Three years ago the city of Portland, Oregon, enacted regulations requiring car services to charge at least $50 for airport trips and at least 35 percent more than taxicabs for other trips. The city also requires that car services (limos and sedans) make customers wait at least an hour before picking them up. These consumer-unfriendly rules were expressly designed to shield taxicab companies from competition. In a federal lawsuit filed today, the Institute for Justice argues that such protectionism is not just unwise and unfair but also unconstitutional. The suit is part of I.J.'s effort to protect "the right to earn an honest living free from excessive government regulation." Toward that end, I.J. is trying to put some teeth into the "rational basis" test, the highly deferential standard by which courts assess the validity of economic regulations under the 14th Amendment's Due Process and Equal Protection clauses. I.J. argues that Portland's regulations do not have a legitimate public purpose, which is one requirement of the rational basis test:
Portland's car service regulations were designed to protect taxicabs' profits at everyone else's expense. They have nothing to do with protecting public safety and everything to do with economic protectionism…. The U.S. Constitution protects every American's right to economic liberty—the right to practice one's chosen occupation free from unreasonable government regulation. In Portland, the government is inflating transportation prices and destroying small businesses just to help taxicab companies drive their competitors off the road.
The plaintiffs in this case, Towncar.com and Fiesta Limousine, were both hit with whopping fines last fall because they dared to offer Groupon discounts that made their prices lower than than the legal minimum. The city assessed a fine of $500 for the first Groupon sold and $1,000 for each subsequent one, making the total $635,500 for Towncar.com and $259,500 for Fiesta. Both agreed to rescind their offers and refund their customers' money to avoid the fines.
I.J. says price controls like Portland's are rare. "Of all the cities and counties in this country," it says, "only nine others impose minimum fares on car services and their customers." (One of them is Hillsborough County, Florida, whose regulations I discussed in a 2003 column.) Last month a Portland official candidly explained the rationale for the regulations to Huffington Post reporter J.L. Greene: "You don't want the Town Cars to take all of the best fares, which are to the airport, and not leave any for the taxi industry. That's why there's a minimum fare and a one-hour wait requirement."
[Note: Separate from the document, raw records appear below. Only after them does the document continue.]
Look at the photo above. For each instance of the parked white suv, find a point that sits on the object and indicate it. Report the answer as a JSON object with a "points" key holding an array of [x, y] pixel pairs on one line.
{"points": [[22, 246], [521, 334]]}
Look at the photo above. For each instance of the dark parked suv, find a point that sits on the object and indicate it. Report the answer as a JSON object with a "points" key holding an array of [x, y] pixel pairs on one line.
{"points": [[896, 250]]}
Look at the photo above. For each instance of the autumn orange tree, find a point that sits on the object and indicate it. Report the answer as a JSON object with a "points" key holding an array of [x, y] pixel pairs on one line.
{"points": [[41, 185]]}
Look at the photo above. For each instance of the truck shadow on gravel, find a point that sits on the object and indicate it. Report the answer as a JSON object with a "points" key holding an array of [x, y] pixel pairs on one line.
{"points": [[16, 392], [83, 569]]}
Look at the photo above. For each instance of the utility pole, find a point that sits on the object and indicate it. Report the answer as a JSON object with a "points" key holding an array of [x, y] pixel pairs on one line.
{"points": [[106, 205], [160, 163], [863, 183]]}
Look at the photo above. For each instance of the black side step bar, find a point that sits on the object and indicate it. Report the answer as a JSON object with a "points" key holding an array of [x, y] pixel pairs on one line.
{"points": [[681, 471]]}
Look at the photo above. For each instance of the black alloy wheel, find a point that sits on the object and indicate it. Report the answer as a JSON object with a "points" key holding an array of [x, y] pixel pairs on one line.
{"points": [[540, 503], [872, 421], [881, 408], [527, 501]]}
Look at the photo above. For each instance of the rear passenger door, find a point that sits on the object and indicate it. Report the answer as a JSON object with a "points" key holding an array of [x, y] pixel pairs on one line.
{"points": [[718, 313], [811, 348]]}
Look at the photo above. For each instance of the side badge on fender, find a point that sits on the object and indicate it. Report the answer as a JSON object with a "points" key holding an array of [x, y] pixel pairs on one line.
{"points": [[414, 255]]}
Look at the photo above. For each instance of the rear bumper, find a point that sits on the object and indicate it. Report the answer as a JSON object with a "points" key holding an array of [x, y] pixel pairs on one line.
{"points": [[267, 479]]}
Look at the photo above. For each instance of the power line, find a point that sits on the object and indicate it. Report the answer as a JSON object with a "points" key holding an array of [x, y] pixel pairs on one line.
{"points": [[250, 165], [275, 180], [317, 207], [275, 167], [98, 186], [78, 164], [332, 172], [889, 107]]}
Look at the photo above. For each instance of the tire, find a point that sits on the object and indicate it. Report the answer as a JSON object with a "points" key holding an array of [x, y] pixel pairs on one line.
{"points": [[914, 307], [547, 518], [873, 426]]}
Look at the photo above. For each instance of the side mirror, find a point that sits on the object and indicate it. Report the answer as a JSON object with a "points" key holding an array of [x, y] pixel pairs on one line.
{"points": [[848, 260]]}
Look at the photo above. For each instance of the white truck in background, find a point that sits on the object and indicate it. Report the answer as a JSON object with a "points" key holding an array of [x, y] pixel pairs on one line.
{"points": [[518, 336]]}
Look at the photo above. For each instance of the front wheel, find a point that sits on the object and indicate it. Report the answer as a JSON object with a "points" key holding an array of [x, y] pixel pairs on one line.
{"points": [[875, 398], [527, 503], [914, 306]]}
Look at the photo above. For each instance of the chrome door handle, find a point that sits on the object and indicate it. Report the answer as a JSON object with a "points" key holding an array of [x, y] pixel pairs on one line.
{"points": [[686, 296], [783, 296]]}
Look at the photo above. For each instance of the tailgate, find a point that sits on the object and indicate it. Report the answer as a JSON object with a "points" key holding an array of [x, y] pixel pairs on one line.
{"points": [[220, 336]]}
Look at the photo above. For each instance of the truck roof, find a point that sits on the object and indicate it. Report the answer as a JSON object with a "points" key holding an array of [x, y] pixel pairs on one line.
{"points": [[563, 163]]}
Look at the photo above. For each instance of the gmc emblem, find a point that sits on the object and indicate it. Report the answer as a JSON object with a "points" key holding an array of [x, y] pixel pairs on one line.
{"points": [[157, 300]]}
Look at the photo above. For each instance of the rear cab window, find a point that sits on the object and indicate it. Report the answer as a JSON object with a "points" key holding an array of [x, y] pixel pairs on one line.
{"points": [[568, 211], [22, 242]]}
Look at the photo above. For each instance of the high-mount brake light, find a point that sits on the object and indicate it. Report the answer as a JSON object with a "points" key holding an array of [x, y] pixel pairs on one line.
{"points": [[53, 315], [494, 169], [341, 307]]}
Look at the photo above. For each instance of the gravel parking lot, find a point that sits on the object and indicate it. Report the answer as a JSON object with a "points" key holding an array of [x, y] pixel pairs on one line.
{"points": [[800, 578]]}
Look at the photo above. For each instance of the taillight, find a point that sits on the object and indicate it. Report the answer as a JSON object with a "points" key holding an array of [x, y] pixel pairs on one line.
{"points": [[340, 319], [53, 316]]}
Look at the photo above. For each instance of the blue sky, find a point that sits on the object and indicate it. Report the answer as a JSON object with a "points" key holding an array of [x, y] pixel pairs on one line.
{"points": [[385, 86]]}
I.J. notes that two federal appeals courts have ruled that protectionism alone is not an adequate justification for economic regulations. In 2002 the U.S. Court of Appeals for the 6th Circuit overturned Tennessee's requirement that all casket sellers be licensed as funeral directors, saying it violated the Due Process and Equal Protection clauses because it served merely "to prevent economic competition." In 2008 the U.S. Court of Appeals for the 9th Circuit (which includes Oregon) ruled that California's licensing scheme for pest controllers violated the Equal Protection Clause because it irrationally exempted some nonchemical methods but not others. The plaintiff argued that the licensing requirements "have no legitimate purpose for persons engaged in structural pest control without pesticides, and simply inhibit competition in the marketplace." By contrast, in a 2004 case involving an Oklahoma casket regulation similar to Tennessee's, the U.S. Court of Appeals for the 10th Circuit rejected "the contention that intrastate economic protectionism…is an illegitimate state interest." In light of the circuit split, I.J.. says, "The question will one day have to be decided by the U.S. Supreme Court."